Merkel in Paris und Warschau : Deutschland hält das alte und neue Europa zusammen

Die Reihenfolge von Merkels Antrittsbesuche ist gut gewählt: erst beim europafreundlichen Macron, dann im europaskeptischen Polen. Zusammen ist das ein Dreieck des Verstands. Ein Kommentar.

Lesen für Europa im Korbstuhl. Angela Merkel im Amtssitz von Emmanuel Macron.
Lesen für Europa im Korbstuhl. Angela Merkel im Amtssitz von Emmanuel Macron.Foto: Ludovic Marin/AFP

Rituale in der Außenpolitik können die Entwicklung von neuem Denken bremsen.
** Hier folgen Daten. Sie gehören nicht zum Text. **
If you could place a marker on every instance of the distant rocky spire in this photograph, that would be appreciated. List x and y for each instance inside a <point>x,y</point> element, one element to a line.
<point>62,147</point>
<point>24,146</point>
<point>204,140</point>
Sie garantieren jedoch Verlässlichkeit. Die ist das größte Kapital, das Länder in die Gestaltung zwischenstaatlicher Beziehungen einbringen können. Was im internationalen Miteinander geschieht, wenn Verlässlichkeit und Berechenbarkeit abhanden gekommen sind, erlebt die Welt gerade am Beispiel des amerikanischen Präsidenten Donald Trump.

In Europa sehen wir in diesen Tagen dagegen die beruhigende Wirkung von Ritualisierung in der Außenpolitik, gerade nachdem dies seit Monaten wegen der innerdeutschen Hängepartie bei der Koalitionsbildung nicht stattgefunden hat. Nun geschieht in schneller Abfolge, was sich nach der Einführung einer neuen deutschen Regierung seit Jahrzehnten immer ereignet: Regierungschef und Außenminister machen ihren Antrittsbesuch in Paris, so, wie französische Präsidenten zuerst ihre Aufwartung in Berlin, früher in Bonn, machen. Und seit die Mauern auf dem Kontinent gefallen sind, wurde in den Dualismus eine dritte Komponente eingebaut – aus der europäischen Achse Berlin- Paris ist das Dreieck Paris-Warschau-Berlin geworden, als so genanntes Weimarer Dreieck von den Außenamtschefs Hans-Dietrich Genscher, Roland Dumas und Kryszysztof Skubiszweski im August 1991 mit einer „gemeinsamen Erklärung zur Zukunft Europas“ ins Leben gerufen.

Das alte und das neue Europa sollten so zusammen gebunden werden. Deutschland als der einstige Gegner beider Nachbarstaaten, und mit unermesslicher historischer Schuld belastet, ist nun der Gestaltungsfaktor in der Mitte, der symbolhaft die Europäische Union bis 1990 mit der 2004, 2007 und dann noch einmal 2013 nach Osten erweiterten Staatengemeinschaft verbindet. Seit 2015, dem Amtsantritt der rechtsnationalen PiS-Regierung in Polen, hatte es keine Begegnungen im bewährten Format „Weimarer Dreieck“ gegeben. Jetzt wollen der neue Bundesaußenminister, Heiko Maas, und sein polnischer Amtskollege genau dies wieder beleben.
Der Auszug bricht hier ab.